These difficulties were, however, as nothing compared with the severe blow dealt to Pleasington during the course of the second Parliament of 1397, when his father, Sir Robert, was posthumously impeached for his complicity with Thomas of Woodstock and the other Lords Appellant. In April of the following year he was summoned under pain of £200 to appear in person before the King and council at Westminster for interrogation regarding certain ‘particular causes’ of especial concern to the Crown, which suggests that some pressure may have been put upon him, as it was upon so many others, to purchase a royal pardon. Yet none was forthcoming, and on 18 Mar. 1399 the commissioners who had been authorized to discharge all the outstanding business of the previous Parliament decreed that, in accordance with the sentence passed upon the late Sir Robert, all the estates held by him in 1387 were to be declared forfeit. King Richard’s agents moved so quickly that within a matter of weeks Pleasington’s Yorkshire manors were in the hands of the earl of Wiltshire, and his stepmother was deprived of her annuity. Fortunately for them, this state of affairs proved only temporary, for the Lancastrian usurpation brought with it a dramatic change in their fortunes. The first Parliament of Henry IV’s reign repealed all the acts of Richard’s last Parliament together with the judgements of the parliamentary commission, and Pleasington was restored to his patrimony.4

For a while it appeared that he would resume the interest in local affairs which had begun with his election as a shire knight for Rutland at the beginning of 1397, but the shock of his forfeiture and the financial strains attendant upon it clearly proved too much for him. In October 1399 he entered into a series of obligations for the repayment of a loan of £92 which he had raised from a clerk named John Pechel; and in the following July he was being sued by one of his neighbours in Holborn for a debt of over £14. He was well enough to witness a deed for John Culpepper* of Rutland in the summer of 1400, but soon began to suffer from intermittment periods of insanity, and on the suggestion of his wife a group of custodians was appointed by royal commission in April 1401 to take charge of both his person and the management of his estates. One of these men was Roger Flore, his colleague in the first Parliament of 1397, whose daughter, Agnes, later married his second son and eventual heir. Pleasington remained under supervision for the next three years at least, although by August 1404 he was sufficiently recovered to undergo an examination into the state of his mental health before the chancellor of the duchy of Lancaster. The latter evidently pronounced him sane, although he did not long enjoy what was effectively his second restoration to the family estates.5

Pleasington died on 2 May 1405, four days after making a will which specified that he was to be buried at the parish church of Burley. His wife, Isabel, was instructed to sell off the bulk of his possessions to pay for pious works, although the actual task of executing the will fell to Robert Caterall, vicar of Burley. Provision had no doubt already been made for his three children, who are not mentioned in the document. Since Robert, the eldest, was then only 11 years old, his wardship and marriage were awarded by Henry IV to Richard Banks, who still held office at the Exchequer. The boy died shortly afterwards, and was succeeded by his younger brother, Henry. The death of Agnes Pleasington in 1409, followed by that of his mother, Isabel, two years later, meant that when he finally came of age, in 1418, Henry Pleasington was able to take control of his entire inheritance.6

Ref Volumes: 1386-1421

Author: C.R.

Notes

Variants: Plesington, Plessyngton, Plesyngton.

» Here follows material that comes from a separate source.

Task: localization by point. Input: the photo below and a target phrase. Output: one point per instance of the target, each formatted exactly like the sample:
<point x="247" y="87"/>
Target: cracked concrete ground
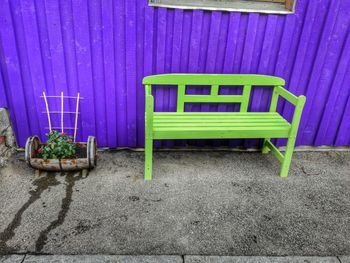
<point x="199" y="203"/>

  • 1. C136/81/43; C137/54/37; C138/37/29; OR, i. 253; E. Williams, Early Holborn, i. no. 853. G.H. de S.N.P. Harrison (Hist. Yorks. 249) provides a somewhat misleading pedigree of the MP and his family, largely because of his belief that both Pleasington and his eldest son, Robert, were involved in a lawsuit over property in Holderness which reached the courts in 1406/7. Pleasington was, of course, dead by then, and Robert (who did not survive much longer) was still a child. It is, however, interesting to note that the proceedings refer to Isabel, daughter of Joan Bilton of Bilton in Holderness and wife of Robert Pleasington the younger; and there is a strong possibility that she was, in fact, our Member’s wife, or, more precisely by this date, widow. Pleasington’s younger son, Sir Henry, certainly claimed kinship with William Bilton of Holderness, Joan’s father.
  • 2. DNB, xiv. 1308-9; Somerville, Duchy, i. 373, 467, 484; CFR, xi. 103, 118.
  • 3. C136/81/43; C139/148/3; SC8/134/6660; CCR, 1392-6, pp. 186, 312; 1405-9, pp. 13-14; DKR, xxxiii. 5; HMC 11th Rep. III, 81-82; Feudal Aids, vi. 456; Chetham Soc. cv. 232; Harrison, 252; VCH Rutland, ii. 115; VCH Yorks. (N. Riding), i. 240; Williams, i. no. 841; ii. nos. 1063, 1075.
  • 4. RP, iii. 384-5, 425; CPR, 1396-9, p. 535; CCR, 1396-9, p. 277; VCH Yorks. (N. Riding), i. 240.
  • 5. CPR, 1399-1401, pp. 170, 473; 1402-5, p. 374; DKR, xxxiii. 5; CCR, 1399-1402, pp. 88, 91.
  • 6. C137/54/37; C138/37/29; Reg. Repingdon (Lincoln Rec. Soc. lvii), i. 36-37; CCR, 1405-9, pp. 9, 24-25; 1419-22, p. 33; 1408-13, p. 148; CFR, xii. 305-6; xiii. 159, 204; Reg. Chichele, ii. 67-68, 638.